Ford and Toyota are both laying claim to the "world's best-selling vehicle nameplate" title. While Ford announced last week that its Ford Focus is the "world's best-selling vehicle nameplate" in 2012, Toyota is insisting that its Toyota Corolla was the real title-holder. Each carmaker sold over a million of their own nameplates, and they want more than just selling hordes of vehicles – they want to have the bragging rights, which only one of them could really claim.
So as to which nameplate is really the number one is the world, the answer is not that easy to determine since it depends on the definition of "nameplate," which body styles or derivatives are included, and who is keeping track of the sales figures. Erich Merkle, Ford's top sales analyst, cited Polk global new-vehicle registration data as basis for the carmaker’s claim to the title. Toyota spokesman Dion Corbett, begs to differ, saying that the Corolla is the global number one.
Ford issued a press release last week citing Polk data that said the "Ford Focus nameplate" topped the 2012 global vehicle registration figures. On Polk’s count, Ford sold around 1,020,410 Ford Focuses in 2012, boosted by gains in China and the United States. Polk’s count of the global figures for the Corolla was 872,774 in 2012.
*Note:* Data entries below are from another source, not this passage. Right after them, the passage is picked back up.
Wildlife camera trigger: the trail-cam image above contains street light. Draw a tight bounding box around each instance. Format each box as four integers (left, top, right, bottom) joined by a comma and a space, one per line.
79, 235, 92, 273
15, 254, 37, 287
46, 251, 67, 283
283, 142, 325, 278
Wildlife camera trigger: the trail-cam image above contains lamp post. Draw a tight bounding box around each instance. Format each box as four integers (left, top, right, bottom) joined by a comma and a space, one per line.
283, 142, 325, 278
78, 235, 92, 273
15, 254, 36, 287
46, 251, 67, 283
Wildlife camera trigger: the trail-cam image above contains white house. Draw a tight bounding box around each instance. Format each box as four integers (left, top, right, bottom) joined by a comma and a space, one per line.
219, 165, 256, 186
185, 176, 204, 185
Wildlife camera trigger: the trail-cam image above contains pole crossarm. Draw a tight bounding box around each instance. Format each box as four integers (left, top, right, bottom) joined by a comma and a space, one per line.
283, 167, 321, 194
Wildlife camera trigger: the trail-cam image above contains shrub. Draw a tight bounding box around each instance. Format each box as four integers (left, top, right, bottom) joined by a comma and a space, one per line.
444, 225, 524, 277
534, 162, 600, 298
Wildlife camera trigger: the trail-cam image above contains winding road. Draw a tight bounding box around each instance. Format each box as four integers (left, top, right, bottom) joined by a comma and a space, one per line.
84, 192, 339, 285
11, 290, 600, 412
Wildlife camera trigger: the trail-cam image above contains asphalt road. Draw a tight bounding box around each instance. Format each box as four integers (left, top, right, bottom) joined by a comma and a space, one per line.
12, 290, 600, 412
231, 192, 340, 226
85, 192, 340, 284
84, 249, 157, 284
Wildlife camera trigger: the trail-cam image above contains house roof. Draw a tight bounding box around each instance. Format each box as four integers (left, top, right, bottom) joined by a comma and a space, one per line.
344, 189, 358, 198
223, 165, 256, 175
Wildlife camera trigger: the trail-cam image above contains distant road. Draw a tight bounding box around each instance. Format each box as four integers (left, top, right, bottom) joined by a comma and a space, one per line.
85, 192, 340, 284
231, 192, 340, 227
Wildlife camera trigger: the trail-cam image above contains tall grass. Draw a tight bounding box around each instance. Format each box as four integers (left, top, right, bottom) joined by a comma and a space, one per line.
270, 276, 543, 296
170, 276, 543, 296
Toyota, however, disagreed with Polk’s data, saying that it sold 1,160,764 Corollas in 2012. Polk is sticking to the figures Ford cited. Anthony Pratt, Polk vice president of forecasting, said that the difference in the totals is "related to the definition of nameplate. He said that Ford adhered to the one-name 'nameplate' definition for the Focus.
In counting the registration figures for the Corolla, the numbers excluded any rebadged vehicles, platform derivatives or nameplate versions, Pratt said. This means that Ford excluded Corollas with different body styles that carry two-word names like the Corolla Rumion.